Hacker News new | ask | show | jobs
by GIFtheory 781 days ago
My first reaction to this news was, “fine, sounds like a silly requirement.” However, being a PhD graduate from a minority background, I really have to thank my advisor for the undergraduate outreach work he did, without which there is realistically a negligible chance I would have ended up with a PhD and a great research career. I don’t know what motivated him to do this work, but from a purely pragmatic perspective, if professors know that performing such duties helps them get promoted, perhaps it’s not a bad policy, as long as inequities exist in academia. There are so many other pressures on young faculty, outreach may be something that is hard to justify spending time on unless you have to do it in some sense.
6 comments

I think this is a good point. I wonder how useful diversity statements are for accomplishing this task. It just seems like cheap talk to me. More useful would be to reward people in tenure review for outreach to minorities.

I’m from a minority, just not one that is recognized as such in the convoluted system that is racial politics in the US (I am of Iraqi descent). But if I were in the shoes of someone who should be benefiting from DEI policies, I’d be pissed off with how it’s shaken out. Seems like a whole lot of empty, performative symbolism with negligible actual change. Things like DEI statements read like box ticking to me, allowing administrators to say they’ve “tried” without doing anything. Same goes for sensitivity trainings, and flashy renaming of, for example, master to main. The singular focus on symbolism has not done anyone any favors apart from a few semiotics professors, although I wonder if they’ve been chastened by how little their favored policies have accomplished.
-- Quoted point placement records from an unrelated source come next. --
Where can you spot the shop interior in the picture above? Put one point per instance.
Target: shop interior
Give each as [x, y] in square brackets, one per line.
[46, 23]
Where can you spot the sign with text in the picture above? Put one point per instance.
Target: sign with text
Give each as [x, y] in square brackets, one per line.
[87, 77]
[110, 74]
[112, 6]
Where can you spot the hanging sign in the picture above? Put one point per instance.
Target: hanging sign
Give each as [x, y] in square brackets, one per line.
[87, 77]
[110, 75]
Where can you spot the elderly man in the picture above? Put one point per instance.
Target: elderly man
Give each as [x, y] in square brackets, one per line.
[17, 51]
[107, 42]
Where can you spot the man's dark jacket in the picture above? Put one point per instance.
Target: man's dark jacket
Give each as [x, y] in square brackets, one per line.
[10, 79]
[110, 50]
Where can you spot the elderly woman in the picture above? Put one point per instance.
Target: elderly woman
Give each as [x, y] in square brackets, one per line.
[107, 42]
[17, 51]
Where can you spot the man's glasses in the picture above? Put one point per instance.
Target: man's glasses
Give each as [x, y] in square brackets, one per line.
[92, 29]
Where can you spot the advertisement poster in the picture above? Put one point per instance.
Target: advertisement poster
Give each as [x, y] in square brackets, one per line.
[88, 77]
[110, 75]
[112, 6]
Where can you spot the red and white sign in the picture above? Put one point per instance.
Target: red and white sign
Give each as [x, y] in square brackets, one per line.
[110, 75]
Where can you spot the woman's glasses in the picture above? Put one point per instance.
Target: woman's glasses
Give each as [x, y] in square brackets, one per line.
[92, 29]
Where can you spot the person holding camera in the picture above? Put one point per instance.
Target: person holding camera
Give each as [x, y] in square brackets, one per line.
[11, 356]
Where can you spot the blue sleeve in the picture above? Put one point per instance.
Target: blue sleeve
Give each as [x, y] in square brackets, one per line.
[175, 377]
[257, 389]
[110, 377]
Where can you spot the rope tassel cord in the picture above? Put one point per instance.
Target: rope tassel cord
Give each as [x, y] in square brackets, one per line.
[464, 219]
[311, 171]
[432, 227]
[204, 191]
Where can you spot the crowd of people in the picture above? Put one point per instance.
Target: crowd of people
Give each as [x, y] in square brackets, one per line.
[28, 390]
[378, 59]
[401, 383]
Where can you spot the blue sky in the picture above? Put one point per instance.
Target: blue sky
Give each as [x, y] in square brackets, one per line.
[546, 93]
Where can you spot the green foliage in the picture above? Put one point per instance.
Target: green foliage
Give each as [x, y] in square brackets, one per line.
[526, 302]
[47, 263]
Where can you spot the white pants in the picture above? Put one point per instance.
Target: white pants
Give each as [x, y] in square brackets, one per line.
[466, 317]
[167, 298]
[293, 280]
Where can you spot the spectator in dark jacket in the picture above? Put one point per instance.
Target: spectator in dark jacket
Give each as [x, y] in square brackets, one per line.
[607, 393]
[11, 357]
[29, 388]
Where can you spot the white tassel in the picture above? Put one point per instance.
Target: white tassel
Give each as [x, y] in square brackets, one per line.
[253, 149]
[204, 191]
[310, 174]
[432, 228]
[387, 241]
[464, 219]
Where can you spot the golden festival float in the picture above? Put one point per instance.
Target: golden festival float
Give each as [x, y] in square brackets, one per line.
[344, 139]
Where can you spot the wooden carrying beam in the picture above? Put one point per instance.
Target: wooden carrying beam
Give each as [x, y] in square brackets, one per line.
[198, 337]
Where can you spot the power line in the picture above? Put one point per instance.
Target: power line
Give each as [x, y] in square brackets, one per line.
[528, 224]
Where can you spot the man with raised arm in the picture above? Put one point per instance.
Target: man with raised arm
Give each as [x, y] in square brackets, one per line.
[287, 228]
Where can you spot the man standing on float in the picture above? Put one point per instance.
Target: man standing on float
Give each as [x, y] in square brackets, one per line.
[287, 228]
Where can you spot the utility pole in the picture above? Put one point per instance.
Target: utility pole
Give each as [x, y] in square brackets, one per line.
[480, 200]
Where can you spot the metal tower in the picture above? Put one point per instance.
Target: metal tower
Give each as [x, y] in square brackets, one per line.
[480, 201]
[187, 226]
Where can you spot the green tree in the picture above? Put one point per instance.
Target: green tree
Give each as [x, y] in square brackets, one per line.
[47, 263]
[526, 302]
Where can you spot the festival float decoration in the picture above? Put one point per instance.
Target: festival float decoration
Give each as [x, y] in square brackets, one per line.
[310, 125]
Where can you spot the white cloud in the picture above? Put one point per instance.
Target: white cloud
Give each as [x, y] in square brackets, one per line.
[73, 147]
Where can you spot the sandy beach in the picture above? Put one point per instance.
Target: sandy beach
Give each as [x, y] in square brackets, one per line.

One of the things it does do is separate people who treat it as a box checking exercise from the people who approach it seriously.
Such is the nature of bureaucracies, whatever is easy to measure will become the measure
I once helped my advisor write a grant application and he put in some great outreach stuff in the DEI section of the app. What turns me cynical about DEI statements/sections is that after we won the grant, there was no money for that inclusion programming and nobody ever checked whether we'd really done it.
And that is the ‘performative’ part.

It’s similar to making everyone sort their recycling, and then just throwing it all in the same landfill when it actually gets to the dump.

Why not actually recycle?

And/or if we’re not going to actually recycle, why make everyone go through such a complicated song and dance and spend so much time on something that ends up not mattering?

Wait, this is a lot more applicable of an analogy than I was expecting.

It's also a way to compel action across all professors, not just professors from historically-underrepresented groups, who would likely be bearing the brunt of the work.
Perhaps you were simply evaluated against your noggin and not your skin?

Edit: what are the arguments against this?

This comment does not make sense in reply to this question...where did they say anything about evaluation, the point they made is the difference it made is their advisor doing outreach.
I made the mental leap of “the advisor reached out because they saw the potential” which I assumed… was assumed.
No it's not on an individual basis, outreach work means something more like the professor talked to a group of students about their work and what they can do to join their lab for a phd. There are lots and lots of undergrads who don't know a thing about graduate school.
In this case, "outreach" means [1]:

  the extending of services or assistance beyond current or usual limits

  | an outreach program

[1]: https://www.merriam-webster.com/dictionary/outreach#dictiona...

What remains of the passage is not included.